Practical Benefits for ServiceNow Customers

By integrating CrowdStrike Falcon Insight with ServiceNow Security Operations, customers gain a unified view of endpoint security data directly within their ITSM and SecOps workflows. This integration streamlines investigative processes, accelerates response actions such as host isolation and hash blocking, and enforces security best practices with strict field protections. Customers can expect enhanced operational efficiency, improved threat detection accuracy, and stronger security posture management through automated and enriched workflows.

Version history for the CrowdStrike Falcon Insight Integration for Security Operations on the ServiceNow Store.

Important:

For details on system requirements and family compatibility, view the application listing on the ServiceNow Store website.

Version history

Version 1.5.3 - June 2026

Fixed: Access issues for Security Analyst while querying tables.

Version 1.5.2 - March 2026

New: Added the block request capability - enabling analysts to block SHA256/MD5 hashes from Security incident.

Version 1.4.1 - January 2026

Fixed: Fixed an issue where the Initialise Batch ID action returned no choice values for the Status field in the output.

Version 1.4.0 - December 2025

New: Upgraded all dictionary-level read-only fields to Strict Read-Only to enhance security and prevent unauthorized changes.This update ensures the server consistently enforces read-only behaviour across all UIs, scripts, and integrations.

Version 1.3.1 - May 2025

Fixed: Various bugs have been addressed and resolved as part of this release.

Version 1.3.0 - November 2024

Changed: Migrated Workflows to Flow Designer flows.

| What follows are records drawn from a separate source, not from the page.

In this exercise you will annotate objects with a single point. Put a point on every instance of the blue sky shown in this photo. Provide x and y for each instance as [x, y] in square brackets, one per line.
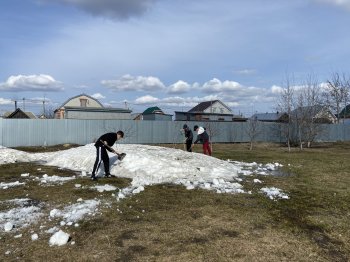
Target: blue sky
[173, 54]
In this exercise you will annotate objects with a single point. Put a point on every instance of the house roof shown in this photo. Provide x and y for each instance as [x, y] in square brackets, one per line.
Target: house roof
[30, 115]
[204, 105]
[268, 116]
[309, 111]
[79, 96]
[97, 109]
[153, 110]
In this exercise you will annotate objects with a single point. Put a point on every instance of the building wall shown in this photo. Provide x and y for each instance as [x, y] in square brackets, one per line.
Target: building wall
[217, 108]
[75, 102]
[35, 132]
[182, 116]
[96, 115]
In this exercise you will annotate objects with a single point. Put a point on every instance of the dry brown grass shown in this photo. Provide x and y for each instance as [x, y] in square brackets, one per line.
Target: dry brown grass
[197, 225]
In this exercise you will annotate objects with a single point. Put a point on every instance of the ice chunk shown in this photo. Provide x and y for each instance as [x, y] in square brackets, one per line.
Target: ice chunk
[60, 238]
[8, 226]
[35, 237]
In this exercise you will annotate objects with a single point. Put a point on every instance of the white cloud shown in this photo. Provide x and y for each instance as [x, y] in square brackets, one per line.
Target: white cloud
[276, 90]
[134, 83]
[31, 83]
[339, 3]
[98, 96]
[117, 9]
[175, 101]
[215, 85]
[179, 87]
[4, 101]
[245, 72]
[146, 100]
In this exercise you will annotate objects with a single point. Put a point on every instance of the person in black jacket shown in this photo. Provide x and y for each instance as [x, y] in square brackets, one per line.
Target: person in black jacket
[203, 137]
[189, 138]
[104, 143]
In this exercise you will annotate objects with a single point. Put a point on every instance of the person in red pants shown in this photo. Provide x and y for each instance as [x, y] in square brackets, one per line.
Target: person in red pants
[203, 138]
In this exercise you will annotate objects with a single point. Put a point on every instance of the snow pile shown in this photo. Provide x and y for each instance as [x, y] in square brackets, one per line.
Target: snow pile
[103, 188]
[19, 217]
[255, 168]
[8, 185]
[8, 226]
[218, 185]
[60, 238]
[149, 165]
[76, 212]
[274, 193]
[55, 179]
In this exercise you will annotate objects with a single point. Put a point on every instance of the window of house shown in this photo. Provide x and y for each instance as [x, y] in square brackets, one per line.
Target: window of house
[83, 102]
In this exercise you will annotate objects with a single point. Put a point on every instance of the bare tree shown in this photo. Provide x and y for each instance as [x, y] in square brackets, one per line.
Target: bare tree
[312, 97]
[286, 105]
[337, 93]
[253, 130]
[303, 104]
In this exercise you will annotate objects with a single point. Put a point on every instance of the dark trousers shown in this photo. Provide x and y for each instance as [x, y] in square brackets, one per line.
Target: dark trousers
[206, 148]
[101, 155]
[189, 145]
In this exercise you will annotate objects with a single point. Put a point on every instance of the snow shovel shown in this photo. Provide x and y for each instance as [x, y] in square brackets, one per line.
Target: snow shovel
[120, 156]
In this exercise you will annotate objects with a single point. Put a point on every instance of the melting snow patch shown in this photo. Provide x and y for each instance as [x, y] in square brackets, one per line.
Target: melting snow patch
[60, 238]
[8, 185]
[104, 188]
[55, 179]
[8, 226]
[20, 216]
[274, 193]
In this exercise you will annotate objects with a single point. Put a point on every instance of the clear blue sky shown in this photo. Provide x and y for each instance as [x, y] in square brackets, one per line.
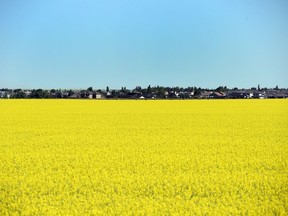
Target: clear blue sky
[99, 43]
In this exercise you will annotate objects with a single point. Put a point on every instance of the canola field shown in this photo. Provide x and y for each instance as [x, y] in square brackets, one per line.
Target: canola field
[162, 157]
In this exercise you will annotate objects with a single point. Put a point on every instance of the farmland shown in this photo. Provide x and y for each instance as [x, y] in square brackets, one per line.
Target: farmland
[202, 157]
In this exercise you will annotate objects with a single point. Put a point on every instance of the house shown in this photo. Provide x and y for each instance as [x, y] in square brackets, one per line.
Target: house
[238, 94]
[98, 95]
[217, 95]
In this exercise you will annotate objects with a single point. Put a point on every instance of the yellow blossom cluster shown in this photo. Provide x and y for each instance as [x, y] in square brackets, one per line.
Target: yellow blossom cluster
[144, 157]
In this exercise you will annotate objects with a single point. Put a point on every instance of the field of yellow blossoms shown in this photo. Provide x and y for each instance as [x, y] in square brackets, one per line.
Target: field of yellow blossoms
[160, 157]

Version 1.2.3 - November 2023

Fixed: When the customer upgrades to the latest capability framework version, previously only one profile gets copied, but now all the profiles will get copied.

Version 1.2.1 - June 2023

Fixed: Upgrade issue post migration to capability framework.

Version 1.1.10 - May 2023

Changed: Migrated to capability framework.

Version 1.1.8 - February 2023

Changed: Crowdstrike device API upgrade.
Fixed:
- Sighting search is not working and displays a 404 error from the API.
- Clean up of worknotes.

Version 1.1.7 - November 2022

Changed: Utah Mandate: Update snc-app-parent version to 5.0.0.77
Fixed:
- CrowdStrike's Get file retrieves the wrong file from the system.
- Improve the logging for CrowdStrike Falcon Insight.

Version 1.1.6 - June 2022

Fixed:
- CrowdStrike Falcon Insight Sighting Search is not working in the latest platform versions.
- If both Agent Client Collector capabilities and CrowdStrike Falcon Insight capabilities are active, an incorrect window can open when clicking UI action.

Version 1.1.3 - October 2021

New:
- Added new modules: Crowdstrike Approvals, Crowdstrike Notification Configuration, and Crowdstrike Default Setting
- New capabilities 'Get File' and 'RTR actions' are available
- Added support for Linux endpoints for CI submissions
- In the Crowdstrike Additional Actions module:
  - Admin can create a new record for custom script with all fields editable
  - Analyst can create a new record with some restricted access
Fixed:
- Fixed OS determination while 'Get Logged on Users' is run against a MacOS
- Improved performance for CrowdStrike flows

Version 1.0.2 - February 2021

New:
- Falcon Insight delivers continuous, comprehensive endpoint visibility that spans detection, response and forensics to ensure nothing is missed and potential breaches are stopped.
- CrowdStrike Falcon Insight Integration for Security Operations provides CI enrichment and host isolation capabilities.